© Gabriela Carvalho
Gut
With “Gut”, Connor Scott continues in their practice of excavating past dances, gestures and inherent rhythms that stem from bodies that came before our own. Drawing from practices of drag and butoh influences, Scott use these as tools in which to (re)invoke a metaphysical relationship to bodies and places that we inherit and inhabit without choice. In unearthing their own personal archive, folk songs and dances emerge as materials for invocation, allowing the body’s behaviour to be shaped by choreographic and musical echoes from ancestors and strangers alike.
Connor Scott
Connor Scott is a British dancer and choreographer, born in North Tyneside and based in Lisbon, Portugal. They have collaborated with artists such as Theo Clinkard (UK), Michael Keegan Dolan (IRE), Bullyache (UK), João Dos Santos Martins (PT), Marcelo Evelin (BRZL) and Sofia Dias & Vitor Roriz (PT).
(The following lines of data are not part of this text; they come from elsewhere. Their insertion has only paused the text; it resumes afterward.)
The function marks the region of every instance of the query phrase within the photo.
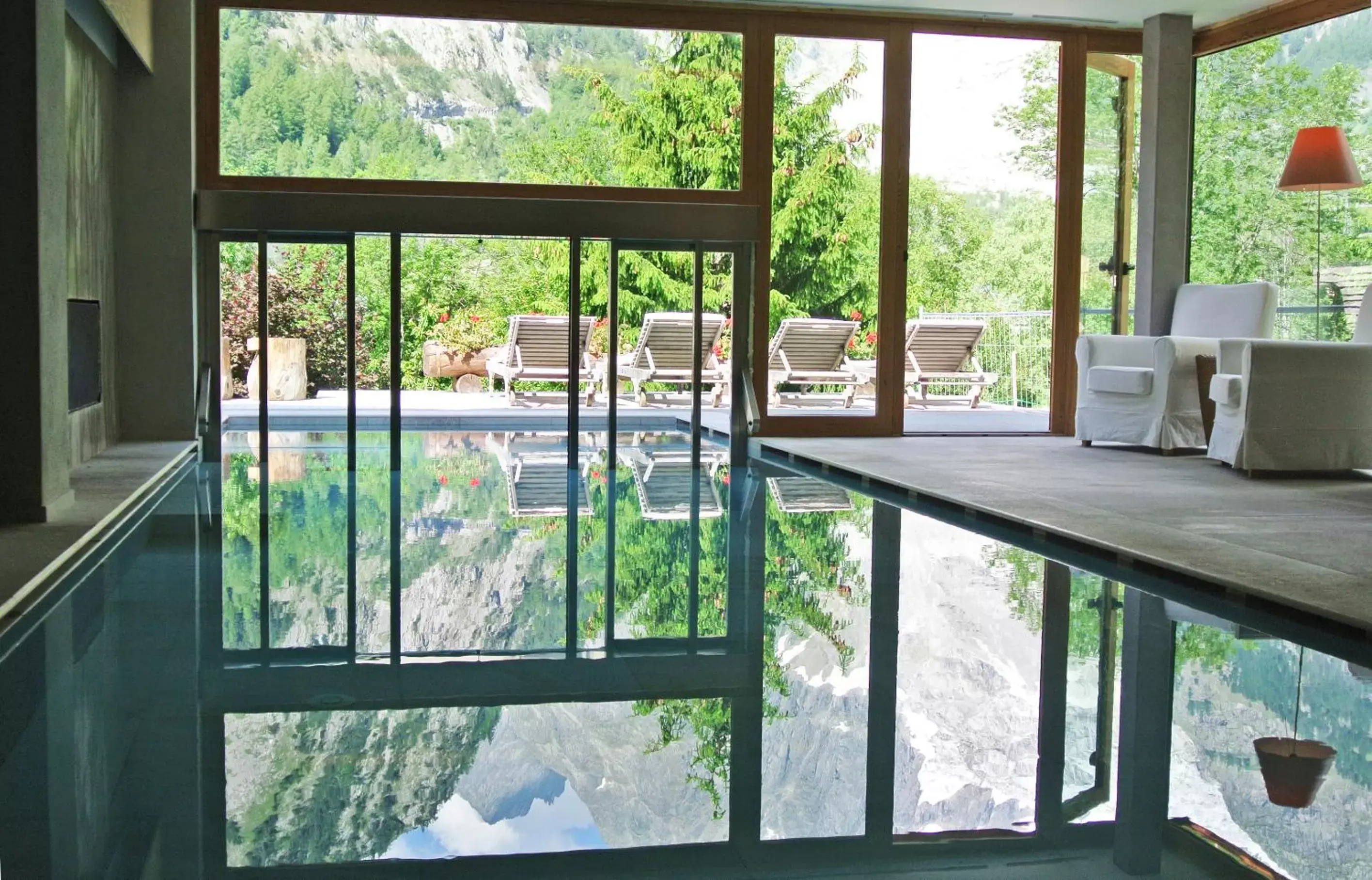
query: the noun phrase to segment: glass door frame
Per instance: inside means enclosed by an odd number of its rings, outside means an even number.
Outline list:
[[[1109,262],[1099,265],[1102,272],[1114,279],[1114,298],[1111,301],[1110,334],[1125,335],[1132,329],[1129,320],[1129,273],[1133,264],[1129,262],[1133,244],[1133,187],[1135,187],[1135,102],[1139,66],[1122,55],[1106,55],[1091,52],[1087,55],[1087,66],[1091,70],[1109,74],[1118,80],[1120,93],[1115,97],[1115,108],[1120,114],[1120,158],[1115,191],[1115,228],[1114,250]]]

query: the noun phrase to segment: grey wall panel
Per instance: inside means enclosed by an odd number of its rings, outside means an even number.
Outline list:
[[[100,303],[100,402],[69,416],[71,464],[118,437],[114,334],[115,70],[86,33],[67,22],[67,299]]]
[[[121,439],[195,435],[193,3],[156,11],[156,73],[125,65],[115,97]]]

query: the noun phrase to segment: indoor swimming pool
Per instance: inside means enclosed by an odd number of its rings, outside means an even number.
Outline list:
[[[1298,618],[700,432],[221,439],[0,633],[4,877],[1070,861],[1150,799],[1372,862],[1372,671]]]

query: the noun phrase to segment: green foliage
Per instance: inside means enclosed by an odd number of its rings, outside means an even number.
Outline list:
[[[552,108],[502,107],[490,119],[460,119],[445,148],[405,111],[407,92],[432,97],[443,85],[439,71],[424,69],[413,48],[394,34],[376,34],[370,49],[390,66],[354,73],[342,60],[328,60],[342,55],[328,43],[327,26],[310,32],[324,41],[320,47],[288,45],[274,34],[273,27],[287,23],[283,15],[226,11],[221,19],[226,173],[738,187],[742,45],[737,34],[678,33],[650,45],[631,30],[525,26]],[[792,41],[781,41],[778,63],[785,65],[792,51]],[[864,162],[877,130],[840,132],[831,121],[860,71],[855,58],[834,84],[777,85],[777,320],[875,313],[878,180]],[[506,97],[498,100],[508,103]],[[583,247],[583,309],[604,314],[608,248]],[[225,255],[233,259],[228,248]],[[388,261],[384,239],[359,238],[359,387],[387,386]],[[465,342],[471,335],[443,327],[443,314],[482,317],[491,329],[475,342],[488,345],[499,339],[494,327],[508,314],[567,310],[564,242],[406,238],[401,261],[405,325],[398,354],[406,389],[442,387],[423,376],[425,339],[461,335]],[[250,265],[232,268],[246,273]],[[707,309],[727,310],[733,270],[727,254],[707,259]],[[691,295],[689,254],[622,254],[623,343],[635,342],[646,312],[689,309]]]
[[[1368,166],[1372,140],[1358,132],[1368,114],[1361,88],[1362,74],[1347,65],[1312,74],[1284,60],[1277,37],[1196,62],[1192,280],[1266,279],[1312,291],[1298,302],[1313,302],[1316,199],[1275,187],[1302,126],[1345,126]],[[1354,218],[1372,200],[1368,188],[1323,200],[1324,265],[1372,262],[1372,238],[1356,235]]]
[[[777,70],[796,51],[777,40]],[[875,317],[879,178],[866,169],[875,125],[840,132],[833,113],[856,95],[864,65],[852,62],[833,84],[814,77],[774,89],[771,321],[783,317]],[[812,95],[812,97],[807,97]]]

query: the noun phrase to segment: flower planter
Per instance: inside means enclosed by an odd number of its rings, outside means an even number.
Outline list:
[[[1317,740],[1292,740],[1288,736],[1264,736],[1253,740],[1253,748],[1258,752],[1268,800],[1298,810],[1314,803],[1334,756],[1339,754]]]

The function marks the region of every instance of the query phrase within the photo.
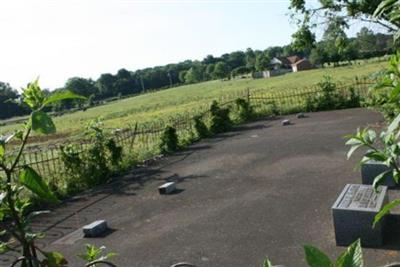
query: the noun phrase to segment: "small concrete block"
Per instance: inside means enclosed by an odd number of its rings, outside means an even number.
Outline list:
[[[385,218],[375,228],[375,215],[388,202],[387,187],[375,192],[370,185],[347,184],[332,206],[336,244],[348,246],[358,238],[364,247],[383,245]]]
[[[375,177],[379,174],[390,170],[390,168],[376,161],[369,161],[361,165],[361,180],[363,184],[373,184]],[[382,185],[389,188],[399,188],[399,185],[393,179],[393,173],[388,174]]]
[[[85,237],[97,237],[103,234],[107,228],[107,222],[105,220],[98,220],[83,226],[82,229]]]
[[[297,113],[296,117],[297,117],[298,119],[303,119],[303,118],[306,117],[306,115],[304,115],[303,112],[300,112],[300,113]]]
[[[158,192],[160,192],[161,195],[171,194],[175,190],[176,190],[176,185],[174,182],[165,183],[160,187],[158,187]]]

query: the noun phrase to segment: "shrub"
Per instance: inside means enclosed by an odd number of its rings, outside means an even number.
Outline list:
[[[232,121],[229,118],[229,108],[221,108],[217,101],[213,101],[210,107],[212,134],[226,132],[231,129]]]
[[[162,154],[170,154],[178,150],[178,135],[174,127],[167,126],[165,128],[159,148]]]
[[[61,147],[68,194],[106,182],[112,167],[122,160],[122,147],[105,135],[101,125],[96,120],[87,126],[85,135],[90,144],[87,150],[79,151],[76,145]]]
[[[248,121],[254,117],[254,111],[249,101],[246,101],[243,98],[238,98],[235,100],[235,104],[238,110],[239,122]]]
[[[199,138],[206,138],[210,136],[210,132],[208,131],[207,125],[202,120],[201,116],[195,116],[194,120],[194,129]]]

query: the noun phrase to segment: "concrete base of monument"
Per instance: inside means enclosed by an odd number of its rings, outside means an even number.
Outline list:
[[[390,168],[382,163],[375,161],[367,162],[361,165],[362,183],[372,185],[374,183],[375,177],[388,170],[390,170]],[[382,185],[385,185],[390,189],[400,188],[400,185],[396,184],[396,182],[393,180],[393,174],[387,175]]]
[[[375,192],[370,185],[347,184],[332,206],[336,244],[348,246],[357,239],[363,247],[384,244],[385,220],[374,228],[375,215],[388,203],[387,187]]]

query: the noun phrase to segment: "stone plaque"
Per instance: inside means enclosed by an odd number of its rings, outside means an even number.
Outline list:
[[[388,202],[387,187],[348,184],[332,207],[336,244],[348,246],[358,238],[366,247],[383,245],[384,220],[372,228],[375,215]]]
[[[382,201],[383,197],[384,192],[382,190],[375,192],[371,186],[350,184],[343,197],[339,199],[337,208],[375,211],[378,207],[378,201]]]

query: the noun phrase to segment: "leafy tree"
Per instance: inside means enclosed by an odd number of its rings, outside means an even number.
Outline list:
[[[187,70],[183,70],[179,72],[179,81],[181,83],[185,83],[185,76],[186,76]]]
[[[270,61],[271,61],[271,59],[268,57],[267,54],[265,54],[265,53],[258,54],[256,57],[256,64],[255,64],[256,70],[257,71],[266,70],[269,66]]]
[[[400,20],[397,15],[399,3],[394,0],[364,0],[364,1],[342,1],[342,0],[321,0],[319,6],[309,6],[306,0],[291,0],[290,9],[293,11],[292,18],[296,20],[299,31],[303,26],[316,27],[318,18],[324,18],[327,25],[335,25],[335,28],[342,30],[349,27],[354,20],[366,21],[379,24],[391,32],[397,32]],[[299,15],[299,16],[297,16]],[[329,27],[329,26],[328,26]],[[296,35],[303,38],[303,35]],[[324,38],[325,39],[325,38]],[[341,43],[341,40],[338,40]]]
[[[225,62],[220,61],[217,64],[215,64],[214,77],[218,79],[223,79],[228,77],[229,72],[230,72],[229,66]]]
[[[230,69],[246,65],[246,54],[242,51],[235,51],[229,54],[226,62]]]
[[[362,27],[357,33],[357,46],[360,52],[374,51],[376,48],[376,36],[367,27]]]
[[[296,52],[309,54],[315,46],[315,35],[310,31],[307,25],[303,25],[292,35],[292,47]]]
[[[212,80],[214,78],[214,70],[215,70],[215,64],[208,64],[205,70],[205,77],[206,80]]]
[[[317,44],[316,47],[311,50],[309,59],[312,64],[316,65],[320,65],[329,61],[329,57],[325,51],[325,46],[323,43]]]
[[[246,50],[246,67],[248,69],[254,70],[256,65],[256,53],[253,49],[247,48]]]
[[[99,93],[103,97],[115,96],[117,93],[114,90],[114,83],[116,77],[110,73],[101,74],[99,79],[97,79],[96,84],[99,88]]]
[[[197,83],[203,80],[204,67],[200,63],[191,67],[185,74],[185,83]]]

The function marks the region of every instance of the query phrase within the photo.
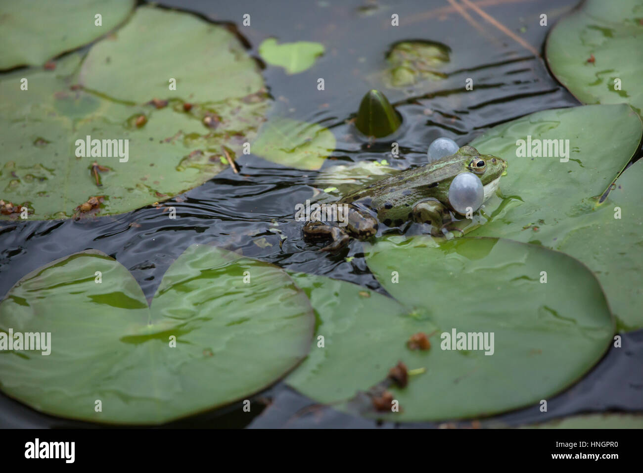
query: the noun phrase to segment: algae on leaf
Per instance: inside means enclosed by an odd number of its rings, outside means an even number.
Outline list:
[[[396,347],[397,356],[380,368],[383,378],[398,360],[426,369],[392,389],[401,409],[379,414],[388,420],[467,418],[535,405],[579,380],[611,341],[614,324],[601,286],[562,253],[496,238],[437,245],[426,236],[393,237],[367,251],[377,280],[423,321],[418,331],[436,331],[426,351],[410,350],[392,330],[366,346],[358,335],[341,340],[359,352]],[[365,329],[368,317],[363,319]],[[352,360],[345,355],[343,362],[356,371]],[[327,396],[332,387],[329,379],[317,395]]]
[[[107,34],[125,20],[134,0],[7,0],[0,3],[0,70],[42,66]],[[100,15],[100,25],[97,25]]]
[[[626,169],[604,196],[637,152],[642,133],[640,117],[624,104],[547,110],[492,128],[471,145],[509,167],[498,195],[485,203],[488,221],[468,235],[567,253],[596,275],[619,329],[643,327],[643,253],[632,250],[643,245],[643,165]],[[545,144],[547,154],[555,144],[557,155],[543,156],[541,149],[519,156],[517,142],[528,136],[532,146]]]
[[[585,104],[643,109],[643,2],[586,0],[559,21],[545,55],[554,75]]]
[[[335,149],[335,136],[316,124],[273,117],[259,130],[252,152],[287,167],[318,169]]]
[[[162,423],[275,382],[305,356],[314,325],[305,295],[267,263],[192,245],[149,307],[120,263],[85,252],[27,275],[0,303],[0,333],[51,333],[48,355],[3,352],[0,389],[51,415]]]

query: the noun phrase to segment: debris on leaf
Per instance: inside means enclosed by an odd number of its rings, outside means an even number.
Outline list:
[[[76,207],[74,210],[76,212],[89,212],[89,210],[97,208],[103,201],[105,200],[105,196],[95,196]]]
[[[406,369],[406,365],[402,362],[398,362],[397,365],[388,371],[388,379],[400,387],[406,387],[408,384],[408,370]]]
[[[138,118],[136,118],[136,121],[134,122],[137,127],[140,128],[146,123],[147,123],[147,117],[145,115],[139,115]]]
[[[100,175],[98,172],[105,172],[107,171],[109,171],[109,167],[101,166],[95,161],[91,163],[91,174],[92,176],[94,176],[94,179],[96,180],[96,185],[99,187],[103,185],[103,183],[100,181]]]
[[[160,98],[152,98],[147,102],[148,105],[153,105],[156,108],[163,108],[167,106],[167,100],[161,100]]]
[[[431,342],[424,332],[418,332],[411,335],[406,346],[410,350],[428,350],[431,348]]]
[[[393,394],[390,391],[385,391],[379,396],[373,396],[371,402],[376,411],[390,411],[393,405]]]

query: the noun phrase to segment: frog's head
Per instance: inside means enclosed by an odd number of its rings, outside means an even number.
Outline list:
[[[456,154],[465,158],[463,164],[466,171],[480,178],[486,201],[498,190],[500,176],[507,169],[507,162],[493,154],[480,154],[473,146],[463,146]]]

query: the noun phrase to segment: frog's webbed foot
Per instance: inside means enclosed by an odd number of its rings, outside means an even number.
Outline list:
[[[414,221],[430,224],[433,227],[431,234],[433,236],[442,236],[444,214],[448,214],[442,203],[436,200],[418,202],[413,207],[412,212]]]
[[[308,222],[304,225],[303,236],[309,240],[332,239],[332,243],[322,248],[322,251],[336,251],[350,241],[350,236],[343,228],[320,221]]]

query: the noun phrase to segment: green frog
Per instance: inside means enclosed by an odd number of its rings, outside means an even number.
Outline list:
[[[345,204],[343,221],[309,221],[303,226],[307,240],[332,242],[322,248],[335,251],[351,238],[366,240],[375,235],[380,224],[399,227],[413,221],[430,223],[431,233],[442,233],[453,210],[449,202],[449,186],[460,172],[473,172],[484,189],[483,202],[498,189],[507,162],[491,154],[480,154],[472,146],[463,146],[438,161],[399,172],[354,190],[336,204]]]

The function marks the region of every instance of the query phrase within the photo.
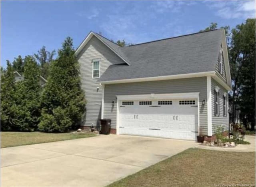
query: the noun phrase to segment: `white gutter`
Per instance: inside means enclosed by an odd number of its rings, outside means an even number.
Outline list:
[[[100,81],[98,82],[104,84],[115,84],[118,83],[125,83],[128,82],[142,82],[145,81],[154,81],[163,80],[170,80],[172,79],[178,79],[196,77],[206,77],[207,76],[214,76],[215,72],[205,72],[200,73],[193,73],[192,74],[181,74],[171,76],[160,76],[158,77],[146,77],[143,78],[136,78],[134,79],[123,79],[107,81]]]

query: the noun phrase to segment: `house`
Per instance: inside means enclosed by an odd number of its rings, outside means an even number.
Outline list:
[[[20,81],[22,81],[24,80],[24,77],[20,75],[18,72],[14,72],[13,73],[14,74],[15,78],[14,82],[19,82]],[[45,84],[47,82],[47,81],[41,76],[40,76],[39,78],[40,85],[42,87],[43,87],[45,86]]]
[[[227,130],[231,80],[225,31],[120,47],[90,32],[77,49],[87,101],[84,127],[111,119],[117,134],[195,140]]]

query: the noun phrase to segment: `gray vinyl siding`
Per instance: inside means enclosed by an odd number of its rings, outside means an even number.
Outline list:
[[[217,86],[220,88],[219,93],[219,105],[220,111],[219,116],[214,115],[214,90],[215,87]],[[224,88],[221,85],[218,84],[216,81],[212,78],[212,134],[215,134],[215,129],[219,125],[222,125],[224,128],[224,130],[228,130],[228,114],[227,110],[226,112],[227,115],[226,117],[223,116],[223,94],[224,93],[227,94],[227,103],[228,101],[228,91]]]
[[[93,36],[78,56],[80,65],[82,88],[85,92],[86,111],[82,125],[99,125],[101,115],[102,88],[92,78],[92,60],[100,59],[100,76],[112,64],[124,62],[95,36]],[[99,87],[97,90],[97,87]]]
[[[206,88],[206,77],[107,84],[105,86],[104,118],[111,119],[111,127],[116,127],[116,96],[117,95],[199,92],[200,126],[202,127],[203,133],[206,134],[207,102],[204,106],[202,105],[202,101],[203,99],[207,101]],[[115,101],[113,107],[111,104],[112,101]]]

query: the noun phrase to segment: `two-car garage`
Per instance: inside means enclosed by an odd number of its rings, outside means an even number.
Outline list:
[[[118,96],[118,133],[195,140],[198,97],[198,93]]]

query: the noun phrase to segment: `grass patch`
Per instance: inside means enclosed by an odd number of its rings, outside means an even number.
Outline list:
[[[108,186],[213,187],[255,183],[255,152],[190,148]]]
[[[76,139],[94,136],[91,133],[44,133],[1,132],[1,148]]]

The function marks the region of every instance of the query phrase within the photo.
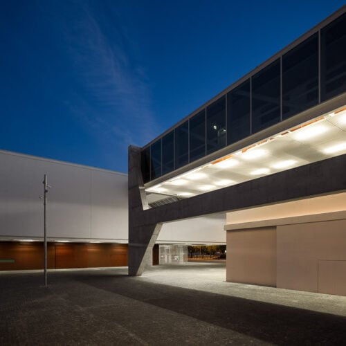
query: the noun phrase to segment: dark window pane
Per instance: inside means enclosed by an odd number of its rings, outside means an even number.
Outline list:
[[[161,176],[161,140],[150,145],[151,180]]]
[[[318,33],[282,56],[282,118],[318,103]]]
[[[207,107],[207,154],[226,145],[226,96]]]
[[[252,133],[280,120],[280,62],[272,62],[252,78]]]
[[[227,94],[227,145],[250,135],[250,80]]]
[[[145,149],[140,153],[142,176],[143,183],[147,183],[150,180],[150,148]]]
[[[185,121],[174,130],[175,168],[189,161],[189,122]]]
[[[162,138],[162,174],[174,169],[174,133],[173,131]]]
[[[346,14],[321,30],[321,101],[346,91]]]
[[[206,156],[206,109],[190,119],[190,162]]]

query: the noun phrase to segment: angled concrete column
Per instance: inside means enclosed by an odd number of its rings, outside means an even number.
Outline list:
[[[152,248],[162,224],[147,223],[148,209],[140,170],[140,148],[129,147],[129,275],[140,275],[152,264]]]

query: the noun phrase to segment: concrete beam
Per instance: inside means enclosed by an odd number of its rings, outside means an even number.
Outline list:
[[[344,154],[149,209],[140,148],[130,146],[129,274],[143,273],[145,260],[149,261],[148,251],[164,222],[340,192],[346,190]]]

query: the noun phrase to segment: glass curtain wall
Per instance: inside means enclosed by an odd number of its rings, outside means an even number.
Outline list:
[[[345,92],[346,14],[143,149],[144,182]]]

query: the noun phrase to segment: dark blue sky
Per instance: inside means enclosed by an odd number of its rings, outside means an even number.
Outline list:
[[[0,149],[120,172],[344,1],[0,4]]]

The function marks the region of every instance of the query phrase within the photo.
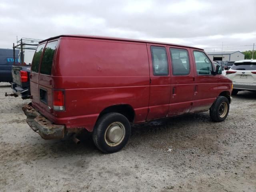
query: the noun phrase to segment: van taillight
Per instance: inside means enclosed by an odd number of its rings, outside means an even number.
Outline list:
[[[53,91],[53,109],[56,111],[64,111],[64,92],[63,90]]]
[[[28,72],[25,71],[20,71],[20,82],[25,83],[28,81]]]
[[[236,71],[227,71],[226,72],[226,74],[228,75],[228,74],[231,74],[232,73],[236,73]]]

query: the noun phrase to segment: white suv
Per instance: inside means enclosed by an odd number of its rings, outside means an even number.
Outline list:
[[[256,60],[236,61],[226,73],[233,81],[232,95],[244,90],[256,91]]]

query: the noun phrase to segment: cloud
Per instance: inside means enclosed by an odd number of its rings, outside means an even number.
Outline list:
[[[11,48],[16,36],[44,39],[71,34],[153,40],[209,51],[221,50],[223,42],[225,50],[243,50],[251,47],[232,46],[256,41],[255,7],[254,0],[2,0],[0,48]]]

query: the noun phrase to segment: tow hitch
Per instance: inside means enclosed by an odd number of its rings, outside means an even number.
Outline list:
[[[15,94],[15,93],[12,93],[11,94],[7,94],[7,93],[5,93],[4,96],[6,97],[7,97],[7,96],[12,96],[13,97],[17,97],[18,96],[17,94]]]

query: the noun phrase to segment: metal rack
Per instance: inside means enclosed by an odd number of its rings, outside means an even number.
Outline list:
[[[21,60],[21,65],[24,65],[24,49],[30,49],[32,50],[36,50],[36,47],[38,44],[38,43],[42,40],[40,39],[31,39],[30,38],[22,38],[20,39],[20,40],[17,41],[17,45],[15,46],[14,43],[13,43],[13,46],[12,47],[13,48],[13,64],[15,64],[15,49],[19,49],[20,50],[20,58]],[[34,46],[34,47],[28,47],[28,48],[23,48],[24,45],[29,45],[30,46]]]

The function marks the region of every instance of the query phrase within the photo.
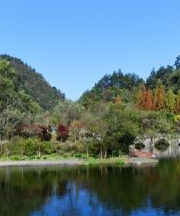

Connor’s choreographic practice is rooted in the excavation of dances with attention to their rhythm and the presence they invoke. Drawing on the deviant quality that dance and the body naturally possess, Connor follows these deviations leading them to performative states that embody ideas of appearing and disappearing. Having danced ballroom and latin dances in their youth, they recall techniques and rhythms from embodied knowledge and pair this with archival practices to invoke past, present and future bodies transforming and deviating from normative figures, gestures and behaviours to establish alternative ones through dance.